Situated between the Midwestern prairies and the Canadian Rockies, Calgary’s success and development are due, almost completely, to its oil industry. But North America’s petroleum capitol has become a surprisingly green place.
While the city’s economy remains closely tied to the extraction of black gold, it is not plagued by the side effects usually associated with the industry. In fact, Calgary has been building an impressive résumé of eco-friendly credentials.
Calgary came out on top in the environmental category of the well-known, annual quality of life study by consulting firm Mercer, even surpassing the enviable green scenes of Canada’s other major metropolitan areas.
Calgary’s image as an oil town brings to mind negative stereotypes, especially for eco-tourists. But the clean water and air that earned it such a high ranking in the Mercer survey are only two of Calgary’s Earth-friendly traits. Other green features range from the practical (great public transit and plenty of green hotel options) to the edible (organic restaurants and farmers markets) to the entertaining (a world-class zoo).
Calgary has managed to be practical about its economy — without the oil industry, there would be no Calgary — while growing its green culture and making it easy for residents and visitors to live an Earth-friendly life.
Calgary has several hotels with a respectable measure of environmental consciousness. Big names like Radisson, Fairmont and Marriott are all options for travelers who want a venue that gives them the chance to leave a lower-than-normal footprint during their Calgary stay. The Green Key Eco-Rating website gives a complete list of green hotels in Calgary and wider Alberta (the above-mentioned brands were all awarded four green keys out of a possible five).
Those who want to spend a longer amount of time in Calgary, or who want an alternative to the usual hotel experience, would do well to consider the O Hotel Suites. These high-end suites are furnished with high-efficiency appliances including convection ovens. Bath products come in recyclable packages, and low-flow toilets, faucets and shower heads keep water waste to a minimum.
During the warmer months, numerous campgrounds in and around the city make camping a viable sleeping option.
Like many other places with similar population numbers, most Calgary residents rely on cars. However, there is also an impressive public transit system. The light-rail network, known as the C-Train, has three lines that spike off of one main route. Most major sites in the city can be reached by rail, while those farther afield are reachable by bus.
Many of Calgary’s neighborhoods, including the central district, are walkable. Winter does not stop pedestrians from traversing downtown. The Plus-15 skyway system makes it possible to travel around the city’s core without having to step outside into Alberta’s winter winds.
Some Calgary-dwelling diehards ride bicycles year-round, but summer is the best time to take advantage of the almost unbelievable network of bike trails and on-street bike lanes. There are over 600 kilometers of bike-only paths throughout the city, with another 200-plus kilometers of bike lanes on city streets. This impressive system makes biking the most practical carbon-free way to get around. Bikes can be taken on public transit during non-peak hours.

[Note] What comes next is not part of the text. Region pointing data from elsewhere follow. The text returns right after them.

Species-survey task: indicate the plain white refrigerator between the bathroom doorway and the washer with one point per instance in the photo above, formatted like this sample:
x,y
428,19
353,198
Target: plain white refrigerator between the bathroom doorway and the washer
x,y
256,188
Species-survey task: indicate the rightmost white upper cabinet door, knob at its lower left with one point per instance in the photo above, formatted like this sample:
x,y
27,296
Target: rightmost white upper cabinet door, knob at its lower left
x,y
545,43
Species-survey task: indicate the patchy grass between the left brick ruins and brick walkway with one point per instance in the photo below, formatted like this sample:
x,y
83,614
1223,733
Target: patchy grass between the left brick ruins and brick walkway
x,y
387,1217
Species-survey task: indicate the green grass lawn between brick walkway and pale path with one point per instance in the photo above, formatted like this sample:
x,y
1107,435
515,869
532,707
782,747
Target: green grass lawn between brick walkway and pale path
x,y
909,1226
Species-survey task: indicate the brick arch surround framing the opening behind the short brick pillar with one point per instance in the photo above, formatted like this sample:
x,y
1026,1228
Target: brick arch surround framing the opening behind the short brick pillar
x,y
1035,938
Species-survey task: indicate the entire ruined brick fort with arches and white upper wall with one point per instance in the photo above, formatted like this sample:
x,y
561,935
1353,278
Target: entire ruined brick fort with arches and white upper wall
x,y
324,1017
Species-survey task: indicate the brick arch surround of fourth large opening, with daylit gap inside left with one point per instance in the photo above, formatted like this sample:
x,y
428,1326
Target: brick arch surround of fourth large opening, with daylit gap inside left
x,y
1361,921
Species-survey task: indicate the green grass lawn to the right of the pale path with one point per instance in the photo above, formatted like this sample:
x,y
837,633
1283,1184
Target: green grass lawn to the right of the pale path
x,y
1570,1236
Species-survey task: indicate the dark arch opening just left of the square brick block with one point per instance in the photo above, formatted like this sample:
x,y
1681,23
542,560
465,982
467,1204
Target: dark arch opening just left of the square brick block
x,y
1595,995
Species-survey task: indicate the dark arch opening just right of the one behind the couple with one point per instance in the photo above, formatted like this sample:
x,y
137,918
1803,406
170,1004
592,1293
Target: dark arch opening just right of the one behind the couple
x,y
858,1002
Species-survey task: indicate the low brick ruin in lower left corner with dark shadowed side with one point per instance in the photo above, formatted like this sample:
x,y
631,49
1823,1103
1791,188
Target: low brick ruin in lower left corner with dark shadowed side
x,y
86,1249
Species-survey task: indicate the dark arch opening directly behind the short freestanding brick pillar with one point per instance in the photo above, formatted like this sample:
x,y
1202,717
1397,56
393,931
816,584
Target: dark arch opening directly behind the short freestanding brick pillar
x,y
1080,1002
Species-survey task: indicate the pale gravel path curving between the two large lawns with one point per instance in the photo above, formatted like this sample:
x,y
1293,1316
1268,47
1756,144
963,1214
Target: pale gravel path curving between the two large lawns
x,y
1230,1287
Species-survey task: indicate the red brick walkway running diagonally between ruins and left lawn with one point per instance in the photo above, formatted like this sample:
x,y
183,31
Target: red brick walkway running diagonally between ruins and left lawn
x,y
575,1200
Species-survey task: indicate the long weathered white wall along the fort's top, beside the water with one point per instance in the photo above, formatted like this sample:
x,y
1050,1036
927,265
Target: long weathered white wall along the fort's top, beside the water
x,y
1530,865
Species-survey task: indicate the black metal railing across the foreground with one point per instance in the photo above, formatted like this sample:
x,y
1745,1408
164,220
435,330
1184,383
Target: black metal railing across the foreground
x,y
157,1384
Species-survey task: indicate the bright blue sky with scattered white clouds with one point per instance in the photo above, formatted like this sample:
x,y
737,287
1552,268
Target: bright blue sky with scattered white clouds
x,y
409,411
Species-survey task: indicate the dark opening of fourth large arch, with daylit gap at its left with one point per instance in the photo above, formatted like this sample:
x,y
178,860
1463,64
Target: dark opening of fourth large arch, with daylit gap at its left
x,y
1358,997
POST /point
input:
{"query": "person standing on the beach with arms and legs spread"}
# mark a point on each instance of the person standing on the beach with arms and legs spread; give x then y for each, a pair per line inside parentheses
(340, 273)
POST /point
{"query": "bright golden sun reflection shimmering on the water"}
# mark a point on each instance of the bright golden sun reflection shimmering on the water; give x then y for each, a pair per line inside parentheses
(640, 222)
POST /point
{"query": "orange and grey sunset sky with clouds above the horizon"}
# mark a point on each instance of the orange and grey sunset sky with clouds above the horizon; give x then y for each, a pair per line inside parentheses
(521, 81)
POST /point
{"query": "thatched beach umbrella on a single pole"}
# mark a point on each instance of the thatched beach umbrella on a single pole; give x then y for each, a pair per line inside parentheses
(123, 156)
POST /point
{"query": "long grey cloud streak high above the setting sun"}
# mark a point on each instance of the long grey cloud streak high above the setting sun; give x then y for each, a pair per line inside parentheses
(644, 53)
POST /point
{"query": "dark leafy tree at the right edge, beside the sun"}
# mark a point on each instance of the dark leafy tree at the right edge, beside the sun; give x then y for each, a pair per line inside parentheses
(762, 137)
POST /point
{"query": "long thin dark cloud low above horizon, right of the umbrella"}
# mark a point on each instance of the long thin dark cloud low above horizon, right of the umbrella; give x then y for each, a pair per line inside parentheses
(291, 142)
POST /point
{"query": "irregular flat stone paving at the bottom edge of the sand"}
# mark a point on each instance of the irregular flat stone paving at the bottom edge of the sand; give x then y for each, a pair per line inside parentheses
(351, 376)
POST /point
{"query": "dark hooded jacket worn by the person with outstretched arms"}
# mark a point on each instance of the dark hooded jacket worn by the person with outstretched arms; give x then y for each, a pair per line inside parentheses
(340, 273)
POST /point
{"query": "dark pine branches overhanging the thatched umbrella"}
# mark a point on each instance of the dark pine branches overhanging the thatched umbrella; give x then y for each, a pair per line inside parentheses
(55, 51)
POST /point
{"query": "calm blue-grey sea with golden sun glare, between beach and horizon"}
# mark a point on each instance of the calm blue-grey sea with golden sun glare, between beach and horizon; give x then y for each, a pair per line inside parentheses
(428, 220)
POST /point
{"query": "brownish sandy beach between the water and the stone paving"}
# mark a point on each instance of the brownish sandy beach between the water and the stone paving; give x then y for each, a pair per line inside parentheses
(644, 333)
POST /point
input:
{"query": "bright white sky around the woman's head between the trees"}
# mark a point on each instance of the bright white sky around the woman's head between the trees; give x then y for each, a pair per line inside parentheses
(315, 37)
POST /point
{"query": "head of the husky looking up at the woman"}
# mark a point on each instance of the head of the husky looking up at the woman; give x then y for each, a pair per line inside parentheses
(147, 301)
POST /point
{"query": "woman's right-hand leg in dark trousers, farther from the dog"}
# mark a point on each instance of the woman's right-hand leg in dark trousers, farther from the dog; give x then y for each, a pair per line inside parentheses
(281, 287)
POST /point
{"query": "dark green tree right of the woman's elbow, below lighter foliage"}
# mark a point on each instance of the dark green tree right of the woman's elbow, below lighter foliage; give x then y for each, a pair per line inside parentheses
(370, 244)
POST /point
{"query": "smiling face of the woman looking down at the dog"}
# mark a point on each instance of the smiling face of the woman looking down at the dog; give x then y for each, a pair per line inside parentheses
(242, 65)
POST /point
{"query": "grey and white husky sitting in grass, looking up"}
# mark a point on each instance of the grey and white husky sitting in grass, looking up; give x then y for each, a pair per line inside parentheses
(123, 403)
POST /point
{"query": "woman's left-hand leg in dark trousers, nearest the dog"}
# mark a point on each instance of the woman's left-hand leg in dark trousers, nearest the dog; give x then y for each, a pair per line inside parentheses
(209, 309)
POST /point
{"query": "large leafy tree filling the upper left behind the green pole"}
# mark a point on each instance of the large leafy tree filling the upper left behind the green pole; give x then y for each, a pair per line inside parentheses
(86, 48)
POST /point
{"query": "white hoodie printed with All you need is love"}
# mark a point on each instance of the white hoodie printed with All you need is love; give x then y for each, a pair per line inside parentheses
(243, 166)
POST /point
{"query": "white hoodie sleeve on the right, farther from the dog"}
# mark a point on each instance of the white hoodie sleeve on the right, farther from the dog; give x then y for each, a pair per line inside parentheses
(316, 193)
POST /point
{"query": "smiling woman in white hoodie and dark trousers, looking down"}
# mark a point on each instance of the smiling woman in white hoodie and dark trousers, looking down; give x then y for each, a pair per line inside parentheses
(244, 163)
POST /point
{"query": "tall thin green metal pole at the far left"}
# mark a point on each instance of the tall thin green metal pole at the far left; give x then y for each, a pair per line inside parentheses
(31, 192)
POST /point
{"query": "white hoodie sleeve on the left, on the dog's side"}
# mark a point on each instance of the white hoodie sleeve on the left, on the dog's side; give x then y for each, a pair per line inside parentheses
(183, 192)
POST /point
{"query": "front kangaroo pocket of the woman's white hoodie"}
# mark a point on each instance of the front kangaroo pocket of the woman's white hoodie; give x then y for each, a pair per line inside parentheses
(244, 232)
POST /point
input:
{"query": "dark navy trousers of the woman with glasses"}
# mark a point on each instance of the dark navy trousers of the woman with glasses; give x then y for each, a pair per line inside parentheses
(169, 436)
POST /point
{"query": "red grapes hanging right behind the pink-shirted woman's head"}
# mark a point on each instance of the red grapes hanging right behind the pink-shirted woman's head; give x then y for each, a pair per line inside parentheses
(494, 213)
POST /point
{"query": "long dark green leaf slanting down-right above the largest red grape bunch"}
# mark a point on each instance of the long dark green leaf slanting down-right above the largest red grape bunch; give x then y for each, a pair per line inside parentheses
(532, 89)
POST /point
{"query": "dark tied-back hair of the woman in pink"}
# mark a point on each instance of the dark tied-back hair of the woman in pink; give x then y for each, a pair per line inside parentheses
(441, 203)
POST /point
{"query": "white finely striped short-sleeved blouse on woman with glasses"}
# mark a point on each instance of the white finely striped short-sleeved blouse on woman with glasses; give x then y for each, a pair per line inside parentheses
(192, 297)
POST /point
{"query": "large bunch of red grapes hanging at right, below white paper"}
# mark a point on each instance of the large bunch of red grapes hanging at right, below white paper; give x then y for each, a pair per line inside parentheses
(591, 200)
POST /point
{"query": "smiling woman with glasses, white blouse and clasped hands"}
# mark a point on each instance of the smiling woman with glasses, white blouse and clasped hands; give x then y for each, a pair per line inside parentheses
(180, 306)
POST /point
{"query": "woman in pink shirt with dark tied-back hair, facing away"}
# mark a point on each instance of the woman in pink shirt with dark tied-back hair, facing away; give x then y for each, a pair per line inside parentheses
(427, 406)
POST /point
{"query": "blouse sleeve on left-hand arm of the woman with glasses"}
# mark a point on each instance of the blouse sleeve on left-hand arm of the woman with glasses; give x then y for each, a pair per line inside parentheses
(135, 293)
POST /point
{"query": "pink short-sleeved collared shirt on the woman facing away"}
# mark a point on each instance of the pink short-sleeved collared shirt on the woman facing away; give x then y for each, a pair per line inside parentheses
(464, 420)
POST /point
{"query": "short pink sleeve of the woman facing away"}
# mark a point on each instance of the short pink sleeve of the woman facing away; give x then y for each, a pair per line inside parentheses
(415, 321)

There are plenty of restaurants supporting local farmers and sustainable growing practices. The menu at the aptly named Farm focuses on simple dishes that change seasonally depending on what is available. An open kitchen adds to the down-to-earth vibe. Though Farm does not work exclusively with local growers, its products are sourced from sustainable farms.
Organic enthusiasts who want to do their own shopping will be content at either of the two Calgary locations of the Planet Organic chain. The franchise sells organic food from Canadian growers. It has adopted Earth-friendly practices like using biodegradable bags and packaging materials.
Calgary’s Mount Royal University is attempting to bring eco-tourism in central and western Canada to the mainstream by training the next generation of green-travel professionals. The school offers one of the more unusual degree programs in North America: a bachelor’s degree in “applied eco-tourism and outdoor leadership.”
The Calgary Zoo is not only one of Canada’s premiere zoological gardens, it is also one of the more creative when it comes to conservation. Partnering with Alberta-based Civilized Adventures travel company, the zoo offers “ZooFaris” to exotic locations in Africa, Asia and Latin America. All proceeds from these trips go to the zoo’s conservation fund. Much of the fund’s money is sent to the Centre for Conservation Research, which seeks to reintroduce endangered species to Canada’s wildernesses and to preserve damaged or endangered eco-systems.
Calgary’s location offers easy access to the foothills of Canada’s Rockies. There are plenty of options for those who want to get out into nature, either on the prairie or in the mountains. Biking and hiking trails abound, and make Calgary a great base for eco-tourists.
Calgary is, surprisingly to many, an environmentally conscious city. Green-minded travelers who can push images of oil derricks out of their imaginations may find themselves pleasantly surprised by this progressive metropolis in Canada’s heartland.